As pressure mounts to increase residential densities in the downtown to accommodate a huge projected population growth and to counteract the propensity for sprawl, these types of controversial projects are likely to multiply as land becomes scarce. As architects and developers are challenged to create high density housing that provides a high degree of amenity, the innovative projects discussed here may serve as useful models for future development.

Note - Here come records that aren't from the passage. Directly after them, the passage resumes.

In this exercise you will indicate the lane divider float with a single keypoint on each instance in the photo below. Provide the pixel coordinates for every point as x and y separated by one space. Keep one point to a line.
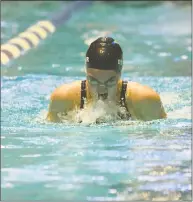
26 40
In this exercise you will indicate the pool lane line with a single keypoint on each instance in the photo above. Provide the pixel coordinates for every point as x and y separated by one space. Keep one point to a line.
38 32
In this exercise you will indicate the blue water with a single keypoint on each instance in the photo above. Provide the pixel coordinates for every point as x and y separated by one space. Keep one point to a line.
129 160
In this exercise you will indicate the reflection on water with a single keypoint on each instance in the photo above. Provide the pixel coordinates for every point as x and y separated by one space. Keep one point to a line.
125 160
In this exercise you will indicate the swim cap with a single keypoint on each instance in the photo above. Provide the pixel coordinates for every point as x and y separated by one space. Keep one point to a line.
105 54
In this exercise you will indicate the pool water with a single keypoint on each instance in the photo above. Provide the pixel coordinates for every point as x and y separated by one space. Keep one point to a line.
123 160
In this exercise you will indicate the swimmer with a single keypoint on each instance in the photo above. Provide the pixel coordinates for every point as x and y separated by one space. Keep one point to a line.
104 62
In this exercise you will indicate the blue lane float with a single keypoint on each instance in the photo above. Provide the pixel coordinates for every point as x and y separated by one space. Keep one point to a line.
32 36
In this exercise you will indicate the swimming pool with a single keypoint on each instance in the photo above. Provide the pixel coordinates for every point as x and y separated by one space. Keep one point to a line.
129 160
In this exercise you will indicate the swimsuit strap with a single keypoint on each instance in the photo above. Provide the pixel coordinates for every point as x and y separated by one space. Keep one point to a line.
83 94
122 97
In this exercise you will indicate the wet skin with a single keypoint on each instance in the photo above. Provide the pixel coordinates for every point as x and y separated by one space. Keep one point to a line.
142 101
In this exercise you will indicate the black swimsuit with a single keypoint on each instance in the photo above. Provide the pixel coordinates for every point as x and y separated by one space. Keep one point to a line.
122 98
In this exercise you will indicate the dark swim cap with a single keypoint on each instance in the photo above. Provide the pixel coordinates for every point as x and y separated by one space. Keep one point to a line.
105 54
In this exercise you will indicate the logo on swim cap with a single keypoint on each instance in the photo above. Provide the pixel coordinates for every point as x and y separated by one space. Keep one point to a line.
120 61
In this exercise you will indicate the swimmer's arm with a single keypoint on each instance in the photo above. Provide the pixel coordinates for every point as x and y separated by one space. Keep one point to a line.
54 109
150 107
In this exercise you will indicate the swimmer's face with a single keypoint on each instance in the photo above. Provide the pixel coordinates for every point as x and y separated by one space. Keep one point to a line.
102 83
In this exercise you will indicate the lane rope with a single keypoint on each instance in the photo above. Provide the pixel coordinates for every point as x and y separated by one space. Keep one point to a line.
33 35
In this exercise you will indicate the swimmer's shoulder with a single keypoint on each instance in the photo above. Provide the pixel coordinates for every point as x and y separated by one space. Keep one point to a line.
139 92
145 102
67 91
64 98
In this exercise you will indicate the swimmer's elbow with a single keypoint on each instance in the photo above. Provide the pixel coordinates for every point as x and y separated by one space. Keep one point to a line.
52 117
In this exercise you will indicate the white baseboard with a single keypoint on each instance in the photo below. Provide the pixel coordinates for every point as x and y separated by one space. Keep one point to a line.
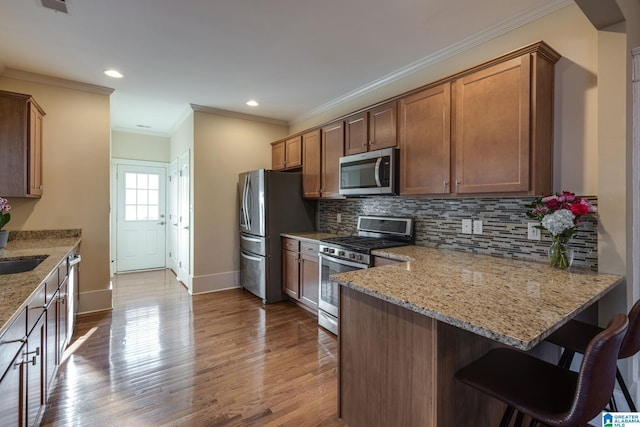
92 301
215 282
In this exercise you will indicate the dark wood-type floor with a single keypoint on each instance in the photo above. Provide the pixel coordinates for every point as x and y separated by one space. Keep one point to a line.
164 358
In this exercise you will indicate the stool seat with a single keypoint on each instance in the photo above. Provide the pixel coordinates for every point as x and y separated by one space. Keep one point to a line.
522 381
549 393
575 335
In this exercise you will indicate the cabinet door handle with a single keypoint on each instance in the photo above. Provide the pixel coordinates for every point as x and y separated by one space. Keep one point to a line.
35 352
23 339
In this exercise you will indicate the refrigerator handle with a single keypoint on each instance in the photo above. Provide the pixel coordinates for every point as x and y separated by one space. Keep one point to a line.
245 192
250 258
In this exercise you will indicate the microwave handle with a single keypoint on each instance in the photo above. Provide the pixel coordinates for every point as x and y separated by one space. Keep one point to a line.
377 171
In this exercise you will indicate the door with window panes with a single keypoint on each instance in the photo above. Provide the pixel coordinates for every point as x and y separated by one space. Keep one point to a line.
141 222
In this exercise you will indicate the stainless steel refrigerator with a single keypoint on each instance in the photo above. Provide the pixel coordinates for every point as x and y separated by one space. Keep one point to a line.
270 203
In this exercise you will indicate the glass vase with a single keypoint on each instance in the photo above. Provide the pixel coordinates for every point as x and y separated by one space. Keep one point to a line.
560 253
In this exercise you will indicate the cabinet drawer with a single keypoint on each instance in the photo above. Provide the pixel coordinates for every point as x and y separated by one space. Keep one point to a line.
36 306
11 341
290 244
309 248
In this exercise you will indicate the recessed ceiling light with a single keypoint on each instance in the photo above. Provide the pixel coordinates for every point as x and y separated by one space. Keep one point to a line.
114 73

Despite Architects Alliance’s reputation as residential architects, housing only accounts for about one third of the firm’s current work, the balance made up of roughly equal parts institutional and urban design projects (some of which are conducted under the firm’s other identity, Planning Alliance). One of these, a master plan, 50,000 square foot expansion and 200,000 square foot renovation of Seneca College’s Newnham Campus in Toronto’s northern reaches (a commission won as the result of an invited design charrette competition) will include classrooms, student lounges and computer laboratories. It also provides an opportunity for the firm to pursue sustainable design strategies: part of the renovation work will introduce a second skin of glazing overtop existing masonry walls, creating an interstitial space to help heat and cool the building. Asked why these strategies don’t appear in the firm’s residential projects, DiCastri claims that it’s difficult to accommodate green technologies in condominium design because of the tight market margins, but observes that “it could work for rental properties where the owner’s investment is more long-term.”
In the area of urban design, the Fort Erie Gateway Master Plan brings together a variety of stakeholders in an effort to develop a unified concept for a major gateway from the U.S. to the Niagara Region. The project has the delicate task of satisfying a wide variety of interests and integrating a varied program, accommodating tourist facilities, commercial enterprises, scenic landscapes and one of North America’s oldest and most important First Nations archaeological sites.

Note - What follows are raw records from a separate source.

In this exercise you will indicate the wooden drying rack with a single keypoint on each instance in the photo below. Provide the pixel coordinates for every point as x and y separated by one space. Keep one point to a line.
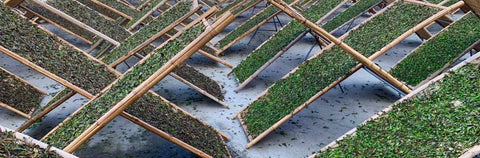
79 90
365 61
29 115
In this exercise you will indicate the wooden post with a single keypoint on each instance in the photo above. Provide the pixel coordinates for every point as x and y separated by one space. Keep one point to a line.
362 59
420 26
37 117
112 9
474 5
45 72
75 21
151 81
146 15
13 3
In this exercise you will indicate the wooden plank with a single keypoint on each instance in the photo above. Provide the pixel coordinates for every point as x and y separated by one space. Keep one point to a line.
75 21
37 117
474 5
45 72
151 81
424 34
163 134
112 9
13 3
146 15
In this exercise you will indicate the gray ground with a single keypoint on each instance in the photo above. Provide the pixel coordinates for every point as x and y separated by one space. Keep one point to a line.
320 123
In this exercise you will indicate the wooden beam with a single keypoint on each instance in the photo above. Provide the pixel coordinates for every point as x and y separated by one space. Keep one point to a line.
146 15
37 117
474 5
75 21
424 34
151 81
362 59
45 72
13 3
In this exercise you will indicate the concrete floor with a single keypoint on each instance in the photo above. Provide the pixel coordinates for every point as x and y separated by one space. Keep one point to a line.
321 122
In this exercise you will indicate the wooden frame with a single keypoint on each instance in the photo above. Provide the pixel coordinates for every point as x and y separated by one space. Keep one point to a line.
143 88
390 107
140 123
11 108
284 50
27 139
221 50
365 61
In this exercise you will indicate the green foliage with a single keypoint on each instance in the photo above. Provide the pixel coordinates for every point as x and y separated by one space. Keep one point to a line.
55 98
349 13
162 22
246 5
440 121
72 128
280 40
143 12
228 7
90 18
60 21
99 9
46 51
252 22
318 73
18 94
200 80
179 125
10 146
438 51
119 7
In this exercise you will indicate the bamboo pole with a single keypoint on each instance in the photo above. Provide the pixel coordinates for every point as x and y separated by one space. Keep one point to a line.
23 81
420 26
424 34
29 140
187 113
425 4
45 72
162 33
112 9
164 134
342 45
474 5
368 63
269 62
208 55
56 25
151 81
37 117
390 107
199 90
14 110
250 30
13 3
75 21
245 9
146 15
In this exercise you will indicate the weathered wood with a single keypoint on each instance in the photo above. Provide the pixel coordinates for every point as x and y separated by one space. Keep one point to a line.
146 15
163 134
424 34
30 140
37 117
45 72
75 21
474 5
112 9
151 81
13 3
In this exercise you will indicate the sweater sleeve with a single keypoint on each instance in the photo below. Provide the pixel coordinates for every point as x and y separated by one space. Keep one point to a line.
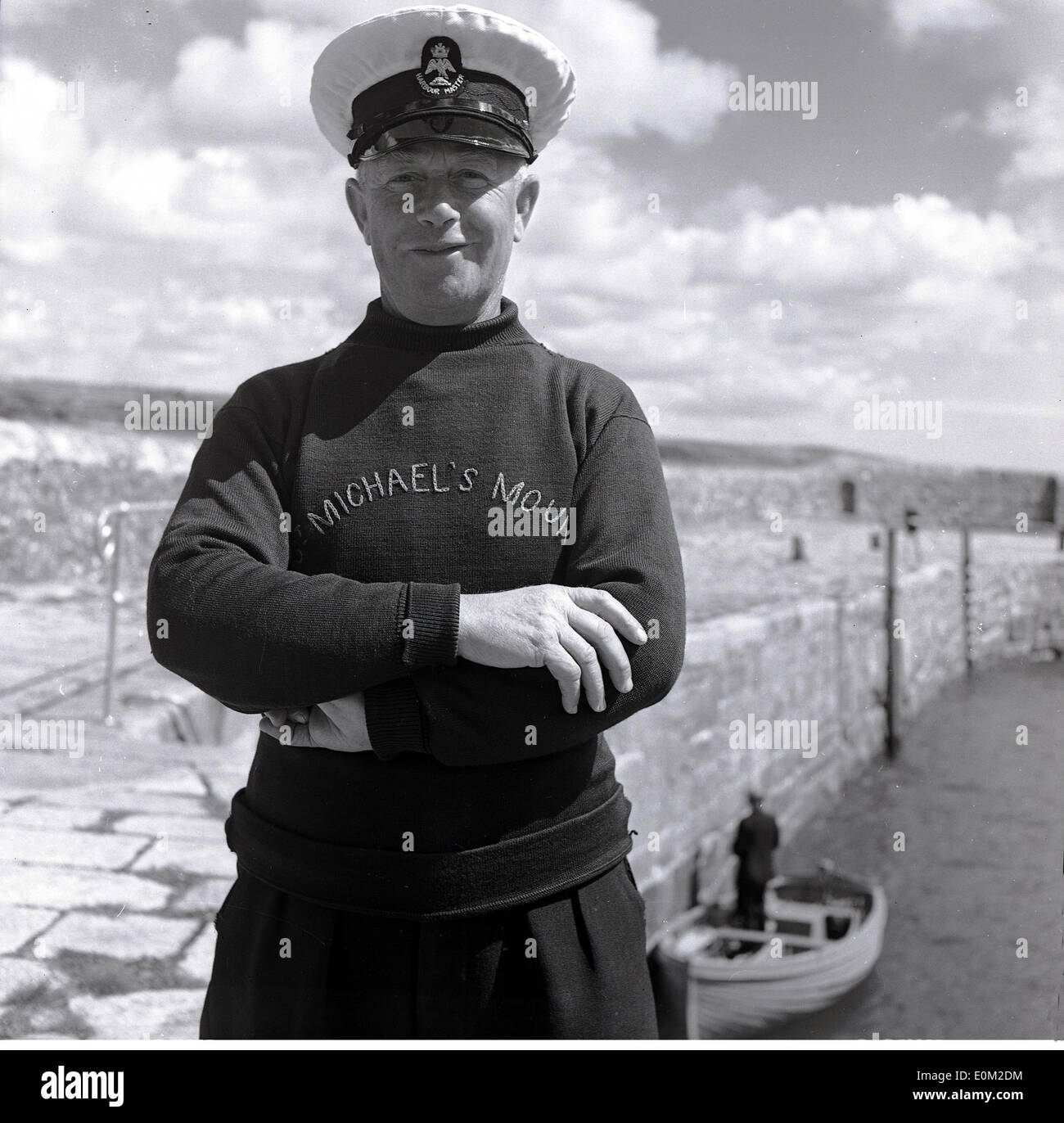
625 543
226 613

Also in the early stages of design is a new student residence at the University of Toronto on a prominent site at the corner of Bloor and St. George Streets. Coming on the heels of the controversial residence by Morphosis and Stephen Teeple Architects (CA December 1998), the architects anticipate that this project will come under close scrutiny. Citing their admiration for the courtyard scheme of nearby Woodsworth College (designed by Barton Myers/KPMB), they are considering a street-related courtyard building for about one third of the residences, with a point tower housing the remaining two thirds. This would certainly make for a complex urban agglomeration: the three remaining corners are occupied by Moriyama and Teshima’s Bata Shoe Museum (1995), the masonry pile of Marani, Lawson and Paisley’s Medical Arts Building (1929), and the Richardsonian George Gooderham House (now the York Club) by David Roberts Jr. (1892). A very mixed context in which to design, but Peter Clewes welcomes the challenge: “it’s the exceptions that inform the urban environment.”